VANCOUVER — Faced with the growing list of African governments condemning President Trump's alleged reference to "shithole countries," Secretary of State Rex Tillerson said Thursday that US relations with African nations are only improving.
"At this stage, nothing has changed with respect to our relationship with African nations and we continue to see them wanting to strengthen our relationship," Tillerson said in response to a question from BuzzFeed News.
In recent days, the nations of Nigeria, Botswana, Senegal, South Africa, Haiti, and Ghana summoned US diplomats to explain the remarks — which Trump denies making — and the 55-nation African Union demanded an apology.
Botswana issued a rare official response, asking the US ambassador there "to clarify" comments it condemned as "irresponsible, reprehensible, and racist."
And senior State Department officials have said more US diplomats are expected to be summoned this week.
But Tillerson, speaking at a press conference in Vancouver, said shared concerns over terrorism and the large amount of US aid flowing to the continent ensured a longstanding positive relationship.

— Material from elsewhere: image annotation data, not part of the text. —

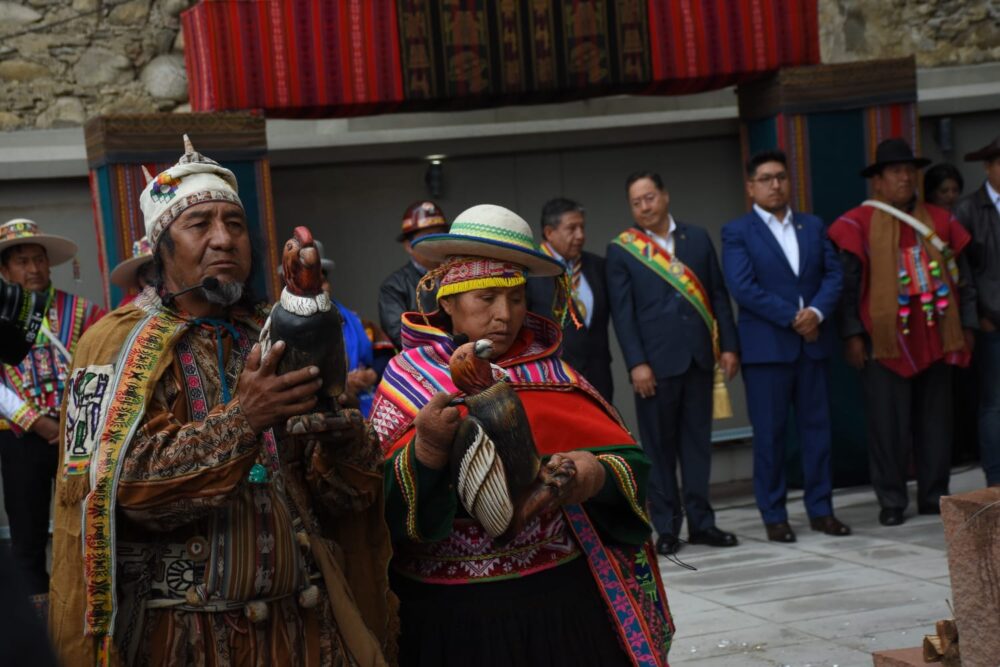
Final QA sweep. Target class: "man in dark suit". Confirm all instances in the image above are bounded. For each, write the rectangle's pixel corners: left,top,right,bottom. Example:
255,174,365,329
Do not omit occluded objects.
955,137,1000,486
606,172,740,555
528,197,614,403
722,151,851,542
378,200,449,350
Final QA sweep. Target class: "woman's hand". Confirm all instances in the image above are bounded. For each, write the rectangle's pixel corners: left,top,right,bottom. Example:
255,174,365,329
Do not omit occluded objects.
549,450,607,505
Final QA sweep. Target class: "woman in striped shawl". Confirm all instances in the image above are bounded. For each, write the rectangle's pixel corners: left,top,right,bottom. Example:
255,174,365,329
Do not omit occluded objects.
372,205,673,665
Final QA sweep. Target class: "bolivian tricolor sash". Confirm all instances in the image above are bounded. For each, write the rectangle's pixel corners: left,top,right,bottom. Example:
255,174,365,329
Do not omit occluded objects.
612,229,732,419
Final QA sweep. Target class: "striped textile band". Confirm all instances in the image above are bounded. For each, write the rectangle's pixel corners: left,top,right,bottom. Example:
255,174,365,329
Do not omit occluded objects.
448,220,538,252
597,454,649,523
612,229,719,361
371,313,588,454
393,441,423,542
82,312,187,636
437,258,527,299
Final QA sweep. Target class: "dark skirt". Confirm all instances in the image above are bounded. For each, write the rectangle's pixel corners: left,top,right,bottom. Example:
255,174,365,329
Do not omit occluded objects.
392,557,631,667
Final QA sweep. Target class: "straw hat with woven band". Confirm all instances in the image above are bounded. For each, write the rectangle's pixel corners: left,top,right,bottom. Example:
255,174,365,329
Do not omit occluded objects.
111,236,153,289
0,218,77,266
413,204,563,277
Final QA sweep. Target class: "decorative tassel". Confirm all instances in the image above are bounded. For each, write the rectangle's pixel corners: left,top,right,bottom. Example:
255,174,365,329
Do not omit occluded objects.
59,475,90,507
712,364,733,419
243,600,271,623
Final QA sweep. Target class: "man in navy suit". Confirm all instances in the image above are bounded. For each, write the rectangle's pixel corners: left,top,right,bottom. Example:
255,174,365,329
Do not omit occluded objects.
722,151,851,542
528,197,614,403
606,172,740,555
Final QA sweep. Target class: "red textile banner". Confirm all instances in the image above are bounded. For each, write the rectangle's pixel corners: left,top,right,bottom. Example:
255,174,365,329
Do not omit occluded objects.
181,0,819,117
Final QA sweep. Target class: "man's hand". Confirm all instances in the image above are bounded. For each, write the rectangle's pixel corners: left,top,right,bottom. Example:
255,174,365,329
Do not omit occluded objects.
792,308,820,343
552,450,607,505
236,340,323,433
844,336,868,371
413,391,461,470
630,364,656,398
962,329,976,354
31,416,59,445
719,352,740,382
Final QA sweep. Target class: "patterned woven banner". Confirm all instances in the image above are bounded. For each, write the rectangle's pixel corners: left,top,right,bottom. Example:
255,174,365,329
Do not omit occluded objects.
181,0,819,117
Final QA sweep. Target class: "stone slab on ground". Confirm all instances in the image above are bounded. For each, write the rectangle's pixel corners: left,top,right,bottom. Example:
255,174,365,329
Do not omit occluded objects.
941,487,1000,665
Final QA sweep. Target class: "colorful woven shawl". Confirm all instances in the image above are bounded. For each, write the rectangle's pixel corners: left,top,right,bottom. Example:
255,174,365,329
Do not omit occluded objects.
371,313,612,450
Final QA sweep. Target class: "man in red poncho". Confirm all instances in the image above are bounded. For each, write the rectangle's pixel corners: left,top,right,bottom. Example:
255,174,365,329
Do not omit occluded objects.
829,139,976,526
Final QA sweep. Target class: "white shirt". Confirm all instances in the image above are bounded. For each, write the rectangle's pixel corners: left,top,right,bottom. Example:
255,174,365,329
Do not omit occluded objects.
986,181,1000,215
644,213,677,257
753,204,823,322
547,244,594,328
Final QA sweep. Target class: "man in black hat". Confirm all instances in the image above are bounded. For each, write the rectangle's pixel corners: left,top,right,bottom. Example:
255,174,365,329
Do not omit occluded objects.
378,200,449,350
955,136,1000,486
829,139,977,526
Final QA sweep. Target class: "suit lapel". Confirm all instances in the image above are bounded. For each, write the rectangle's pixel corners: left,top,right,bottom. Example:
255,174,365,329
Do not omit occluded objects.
750,211,802,275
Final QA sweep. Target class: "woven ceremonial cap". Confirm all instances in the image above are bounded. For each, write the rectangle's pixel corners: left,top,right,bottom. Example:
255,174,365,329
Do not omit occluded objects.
0,218,77,266
413,204,563,276
139,134,243,249
111,236,153,289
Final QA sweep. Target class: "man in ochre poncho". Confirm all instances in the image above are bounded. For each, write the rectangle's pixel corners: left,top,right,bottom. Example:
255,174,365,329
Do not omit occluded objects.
829,139,978,526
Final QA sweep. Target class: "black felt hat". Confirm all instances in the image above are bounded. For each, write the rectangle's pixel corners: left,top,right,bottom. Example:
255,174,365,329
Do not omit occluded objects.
965,137,1000,162
861,137,931,178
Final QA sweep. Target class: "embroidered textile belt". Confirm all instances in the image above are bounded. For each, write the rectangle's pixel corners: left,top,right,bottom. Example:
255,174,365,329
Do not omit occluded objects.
116,537,323,612
393,512,581,584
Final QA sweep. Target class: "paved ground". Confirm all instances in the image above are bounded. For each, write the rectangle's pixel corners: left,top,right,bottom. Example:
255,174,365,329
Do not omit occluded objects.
660,467,983,667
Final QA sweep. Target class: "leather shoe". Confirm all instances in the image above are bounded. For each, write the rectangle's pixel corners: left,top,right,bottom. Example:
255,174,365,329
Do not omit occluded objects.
764,521,795,543
809,514,851,537
878,507,906,526
688,526,740,547
656,535,681,556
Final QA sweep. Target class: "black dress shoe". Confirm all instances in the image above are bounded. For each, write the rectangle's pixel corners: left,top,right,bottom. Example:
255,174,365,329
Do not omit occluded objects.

"The US continues to be one of the most generous nations on the entire planet in terms of aid assistance, mutual defense assistance, and economic development," Tillerson said. "We have a very positive relationship with African nations, we share a number of security issues, we share a number of economic development issues, and I think those leaders know that the United States wants that relationship to continue to be strong."
Trump reportedly said immigrants from Africa and Haiti come from "shithole countries" during a private meeting with lawmakers on Thursday. Democratic Sen. Dick Durbin, who attended the meeting, attributed the remarks to the president.
But some Republicans in attendance said they did not recall the term coming up, and others reportedly claim Trump said "shithouse."
Tillerson, when asked what he was doing to manage the public relations fiasco, mentioned a conference he hosted in November on investment, security, and governance involving African nations.
"We had a very successful hosting of a conference of African nations and the African Union at the State Department here just late last year where we explored both economic issues but explored shared security issues," he said.
"As you know, African nations, one of their greatest concerns is counterterrorism," he added.